1 Les plus gros NGV au monde peuvent embarquer jusqu'à 450 véhicules par voyage et 1 800 passagers. C'est le cas notamment du Scorpio de la compagnie italienne Tirrenia, qu'avait affecté la Sardinia Ferries pendant l'été 2008 pour desservir la ligne Livorno-Golfo Aranci (Sardaigne). Très gros consommateurs de carburant (14 tonnes par voyage lorsqu'il naviguait à pleine vitesse, soit 42 noeuds, entre Italie et Sardaigne pour le compte de la Tirrenia), ce navire et ses trois jumeaux ont désormais tous été vendus !
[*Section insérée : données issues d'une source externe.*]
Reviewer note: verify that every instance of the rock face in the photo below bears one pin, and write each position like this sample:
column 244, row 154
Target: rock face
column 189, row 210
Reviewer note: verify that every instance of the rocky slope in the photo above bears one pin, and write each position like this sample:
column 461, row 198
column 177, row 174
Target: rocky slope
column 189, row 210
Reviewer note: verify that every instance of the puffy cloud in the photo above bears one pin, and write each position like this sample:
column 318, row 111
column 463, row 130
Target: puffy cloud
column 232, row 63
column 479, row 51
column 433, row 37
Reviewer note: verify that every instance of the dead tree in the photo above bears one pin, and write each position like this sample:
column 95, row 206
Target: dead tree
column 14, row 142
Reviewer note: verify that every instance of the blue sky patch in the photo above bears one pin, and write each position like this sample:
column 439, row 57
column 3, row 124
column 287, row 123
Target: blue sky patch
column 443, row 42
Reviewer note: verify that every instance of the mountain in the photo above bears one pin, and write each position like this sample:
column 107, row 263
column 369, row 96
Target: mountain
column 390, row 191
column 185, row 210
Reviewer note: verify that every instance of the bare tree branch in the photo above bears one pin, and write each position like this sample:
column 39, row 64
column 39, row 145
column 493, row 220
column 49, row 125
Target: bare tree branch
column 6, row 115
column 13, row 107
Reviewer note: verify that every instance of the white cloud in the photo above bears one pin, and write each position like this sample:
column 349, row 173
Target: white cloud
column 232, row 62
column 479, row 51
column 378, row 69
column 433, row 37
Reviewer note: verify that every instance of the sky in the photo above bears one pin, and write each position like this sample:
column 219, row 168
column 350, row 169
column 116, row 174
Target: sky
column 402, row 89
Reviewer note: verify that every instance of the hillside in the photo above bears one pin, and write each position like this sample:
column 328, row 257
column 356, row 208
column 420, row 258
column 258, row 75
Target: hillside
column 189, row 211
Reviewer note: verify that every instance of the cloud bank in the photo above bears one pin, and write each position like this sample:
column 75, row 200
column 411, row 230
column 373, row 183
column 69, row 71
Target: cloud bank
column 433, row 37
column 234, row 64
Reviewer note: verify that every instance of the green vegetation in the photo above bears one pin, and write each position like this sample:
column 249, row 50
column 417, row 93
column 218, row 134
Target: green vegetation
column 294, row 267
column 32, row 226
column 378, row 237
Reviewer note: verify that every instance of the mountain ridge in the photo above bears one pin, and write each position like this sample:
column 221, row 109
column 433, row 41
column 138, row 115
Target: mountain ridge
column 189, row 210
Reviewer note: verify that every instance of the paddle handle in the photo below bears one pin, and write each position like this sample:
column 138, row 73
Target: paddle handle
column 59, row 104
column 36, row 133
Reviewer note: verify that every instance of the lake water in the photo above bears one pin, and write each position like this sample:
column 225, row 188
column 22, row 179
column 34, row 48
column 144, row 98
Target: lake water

2 Sur les lignes de Corse, la Corsica Ferries a été la première à introduire des navires de ce type, dès le printemps 2001, pour desservir ses nouvelles lignes au départ de Toulon, qui allaient complètement relancer cette desserte. Il s'agissait des Mega Express et Mega Express Two, suivis de près à l'été 2001 par les Moby Wonder et Moby Freedom de la Moby Lines. Prenant plusieurs longueurs d'avance sur la SNCM, qui n'a commencé à faire naviguer le Jean Nicoli qu'en avril 2009, ces deux compagnies ont, depuis 2001, multiplié les acquisitions de navires de ce type dont la conception est plus traditionnelle que celle des NGV. En particulier, leur propulsion se fait par hélices (au lieu des hydrojets installés sur les NGV) et leurs machines, bien que sensiblement plus puissantes que celles des ferries classiques, consomment le même type de carburant (du fuel lourd et non le carburant raffiné des NGV). Pour faciliter l'atteinte de vitesses élevées, les navires de type Mega Express sont dotés d'une coque plus effilée que celle des navires classiques, ce qui se traduit en particulier par une plus grande longueur à largeur donnée. Leur taille imposante (au minimum 175 mètres de long, au lieu de 102 à 134 mètres pour les NGV ayant desservi la Corse) leur permet de naviguer par tous les temps et de transporter un plus grand nombre de passagers et de véhicules (plus de 650 voitures pour les plus gros d'entre eux) à une vitesse suffisante pour enregistrer des gains de temps substantiels par rapport aux ferries classiques (voir tableau en haut de page). En prime, le confort de ces navires est du même ordre que celui proposé à bord des navires traditionnels et donc supérieur à celui des NGV, inspirés sur ce point des avions. Enfin, ces navires sont dotés de cabines (la réglementation l'interdit sur les NGV), ce qui permet aux compagnies de les programmer aussi en traversées de nuit, sur des lignes plus longues que celles desservies par les NGV.Plus récemment toutefois, la Moby s'est séparée du Moby Freedom début 2012.